On June 23, 2015, Defendants filed a motion to dismiss, or in the alternative, motion for summary judgment (Doc. 15). In support thereof, a statement of material facts, a brief and evidentiary materials have been filed (Docs. 17 and 18). To date, Plaintiff has not filed any opposition to the motion. Rather, on July 23, 2015, he filed a motion to appoint counsel in this case (Doc. 19). For the reasons that follow, his motion will be denied without prejudice.

II. Discussion

In support of his request for counsel, Plaintiff claims that: (1) there are many mistakes in Defendants' statement of material facts, and (2) he has proof that he has exhausted his administrative remedies, but does not know how to get this evidence to the court.

Although prisoners have no constitutional or statutory rights to appointment of counsel in a civil case, Parham v. Johnson, 126 F.3d 454, 456-57 (3d Cir. 1997), district courts have broad discretionary power to appoint counsel under 28 U.S.C. ยง 1915(e)(1). Montgomery v. Pinchak, 294 F.3d 492, 499 (3d Cir. 2002)(citing Tabron v. Grace, 6 F.3d 147, 153 (3d Cir. 1993)); Ray v. Robinson, 640 F.2d 474, 477 (3d Cir. 1981). The United States Court of Appeals for the Third Circuit has stated that the appointment of counsel for an indigent litigant should be made when circumstances "indicate the likelihood of substantial prejudice to him resulting, for example, from his probable inability without such assistance to present the facts and legal issues to the court in a complex but arguably meritorious case." Smith-Bey v. Petsock, 741 F.2d 22, 26 (3d Cir. 1984).

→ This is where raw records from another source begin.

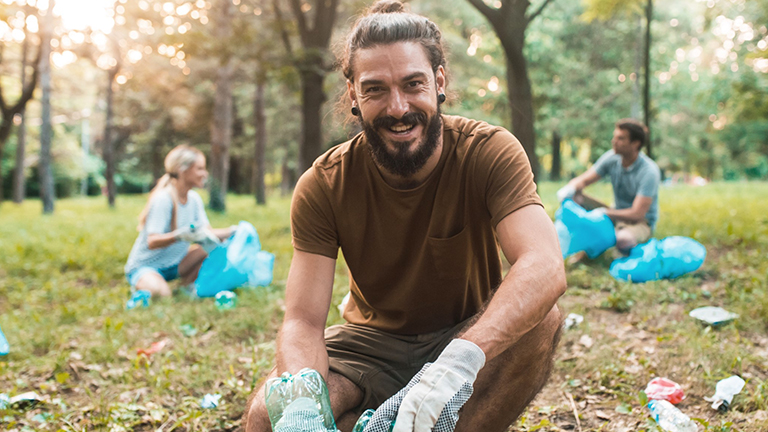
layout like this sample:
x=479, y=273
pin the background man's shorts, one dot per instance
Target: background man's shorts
x=382, y=363
x=641, y=231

The initial determination to be made by the court in evaluating the expenditure of the "precious commodity" of volunteer counsel is whether the plaintiff's case "has some arguable merit in fact and law." Montgomery, 294 F.3d at 499. Without passing judgment as to the ultimate merits of Plaintiff's claims, for the sole purpose of this motion, the court will assume that the case has arguable merit in law and the facts.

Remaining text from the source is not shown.